The Registrar objected to Creative Resources' application under sections 11(1)(b) and 11(1)(c) of the Trade Marks Ordinance (Cap. 559) ("Ordinance") on the basis that the word "naked" designated a characteristic of the product i.e. condoms and so was insufficiently distinctive itself to function as a trade mark.
The Registrar considered the word "naked" as conveying a direct and immediate message that the condoms would make the users feel naked or nearly as if the condoms are not even there and thus, the mark was a sign that consisted exclusively of a word which might serve to describe and designate the characteristics of the goods. The Registrar also conceived that consumers would perceive the subject mark as a description of condoms, rather than an identification of condoms belonging to any particular proprietor (i.e. Creative Resources). The mark was therefore considered to be not distinctive enough to be registered as a trade mark in Hong Kong.
Court Of First Instance's Ruling
In the appeal, Creative Resources argued that the Registrar has wrongly treated a user's feeling or sensation on using a condom as equivalent to a condom's characteristic. It sought to distinguish a term that directly describes the characteristic of a product and a term that merely indirectly suggests such characteristic.
Creative Resources also argued that the Registrar had attached too much weight to the 3 internet search hits which were generated by non-Hong Kong based entitles and too little weight on the fact that the proposed mark had been accepted in the European Community.
In its decision based on the 1st argument above, the Court of First Instance adopted the practical and non-exhaustive guidelines in the European case of P OHIM [Office for Harmonization in the Internal Market] v. WM Wrigley Jr. Company (DOUBLEMINT) to assess whether a term was descriptive or suggestive of an attribute. The considerations on a sliding scale are :-
- The way in which a term relates to the product or one of its characteristics. The more imaginative and subjective the relationship is, the more acceptable the term will be for registration;
- The way in which a term is perceived. The more ordinary, definite and down-to-earth a term is, the more readily a consumer will apprehend any designation of a characteristic and the least likely the term will qualify for registration; and
- The significance of the characteristics in relation to the product, in particular in the consumer's mind. Where the characteristic designated is essential to the product, or is of a particular importance in a consumer's choice, then the least likely the term will qualify for registration.
Based on the above, the Honourable Reyes J disagreed with the Registrar's view that the word "NAKED" was descriptive of condoms. It was decided that the term "NAKED" bears no direct objective relation to a condom and the adjective "naked" would not conventionally be used to modify the word "condom". Also, the link between "nakedness" and the characteristics of a condom is not immediately discernible and the word suggests different attributes to different persons, depending on the sensibility of their imaginations.
The Judge further held that the term is unlikely to evoke a specific bundle of attributes in the minds of consumers, but is likely to connote different things to different people.
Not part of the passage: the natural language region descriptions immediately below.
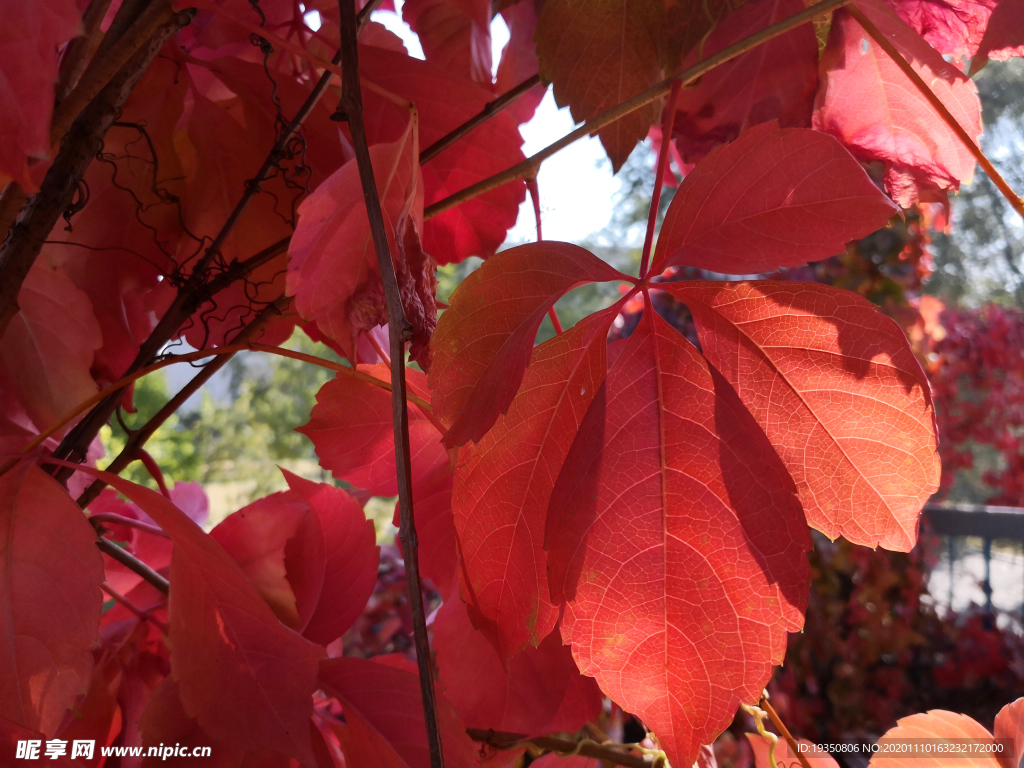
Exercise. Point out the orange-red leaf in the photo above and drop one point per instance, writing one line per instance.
(772, 198)
(484, 339)
(50, 603)
(600, 54)
(676, 544)
(866, 101)
(836, 387)
(538, 690)
(246, 677)
(504, 483)
(384, 717)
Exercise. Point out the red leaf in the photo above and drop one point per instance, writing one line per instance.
(455, 35)
(351, 429)
(772, 198)
(774, 81)
(255, 538)
(872, 108)
(247, 678)
(46, 352)
(1004, 37)
(384, 715)
(953, 28)
(1010, 724)
(540, 690)
(518, 61)
(332, 268)
(937, 724)
(837, 388)
(32, 37)
(504, 483)
(348, 571)
(49, 599)
(676, 543)
(478, 367)
(597, 56)
(444, 101)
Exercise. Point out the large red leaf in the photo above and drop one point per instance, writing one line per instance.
(478, 366)
(444, 100)
(255, 538)
(455, 35)
(30, 39)
(600, 54)
(384, 717)
(538, 690)
(835, 385)
(50, 601)
(772, 198)
(774, 81)
(873, 109)
(504, 483)
(47, 349)
(676, 544)
(953, 28)
(351, 429)
(242, 674)
(332, 267)
(349, 569)
(934, 726)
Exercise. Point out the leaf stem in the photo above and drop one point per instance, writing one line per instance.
(489, 110)
(609, 753)
(777, 722)
(399, 331)
(668, 121)
(529, 166)
(1015, 202)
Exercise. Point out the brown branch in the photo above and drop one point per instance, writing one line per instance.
(102, 69)
(529, 167)
(138, 437)
(129, 560)
(586, 748)
(76, 55)
(1015, 202)
(84, 140)
(777, 721)
(350, 109)
(492, 109)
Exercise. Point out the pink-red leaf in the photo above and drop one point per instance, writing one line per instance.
(50, 603)
(484, 339)
(30, 39)
(504, 483)
(349, 568)
(774, 81)
(539, 690)
(676, 544)
(384, 717)
(46, 352)
(246, 677)
(836, 387)
(772, 198)
(866, 101)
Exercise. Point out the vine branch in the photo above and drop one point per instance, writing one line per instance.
(350, 109)
(1015, 202)
(529, 167)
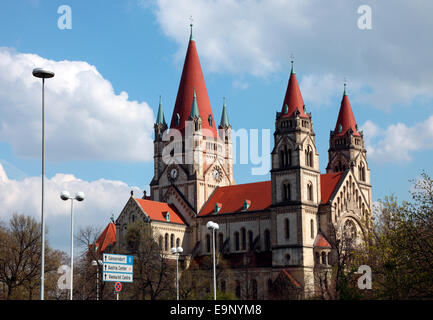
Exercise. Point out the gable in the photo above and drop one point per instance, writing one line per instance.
(232, 198)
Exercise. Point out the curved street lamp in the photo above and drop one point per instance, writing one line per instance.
(43, 74)
(79, 197)
(213, 226)
(97, 263)
(177, 251)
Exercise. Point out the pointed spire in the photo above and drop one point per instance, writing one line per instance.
(292, 59)
(224, 117)
(344, 93)
(346, 119)
(293, 99)
(191, 38)
(160, 119)
(194, 108)
(191, 81)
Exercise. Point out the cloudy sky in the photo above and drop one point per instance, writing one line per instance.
(120, 56)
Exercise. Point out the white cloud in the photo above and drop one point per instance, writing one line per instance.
(84, 117)
(103, 198)
(398, 142)
(256, 37)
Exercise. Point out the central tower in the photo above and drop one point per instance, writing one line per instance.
(193, 156)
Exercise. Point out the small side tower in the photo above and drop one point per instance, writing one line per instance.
(295, 180)
(225, 136)
(346, 147)
(160, 127)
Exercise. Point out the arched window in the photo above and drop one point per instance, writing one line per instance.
(161, 242)
(244, 238)
(267, 240)
(310, 191)
(172, 240)
(237, 241)
(309, 157)
(238, 289)
(254, 289)
(312, 228)
(207, 243)
(323, 257)
(285, 157)
(269, 286)
(166, 242)
(361, 171)
(220, 241)
(287, 228)
(223, 286)
(250, 240)
(286, 191)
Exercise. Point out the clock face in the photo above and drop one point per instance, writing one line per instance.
(217, 175)
(173, 173)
The mark "NAKED" is capable of identifying the products of a particular undertaking in the mind of a given person and is capable of bearing a distinctive character. Hence, registration of the proposed mark "NAKED" would not contravene sections 11(1)(b) and 11(1)(c) of the Ordinance.
However, it should be noted that the Registrar disagreed with the Court of First Instance and has filed an appeal against the decision.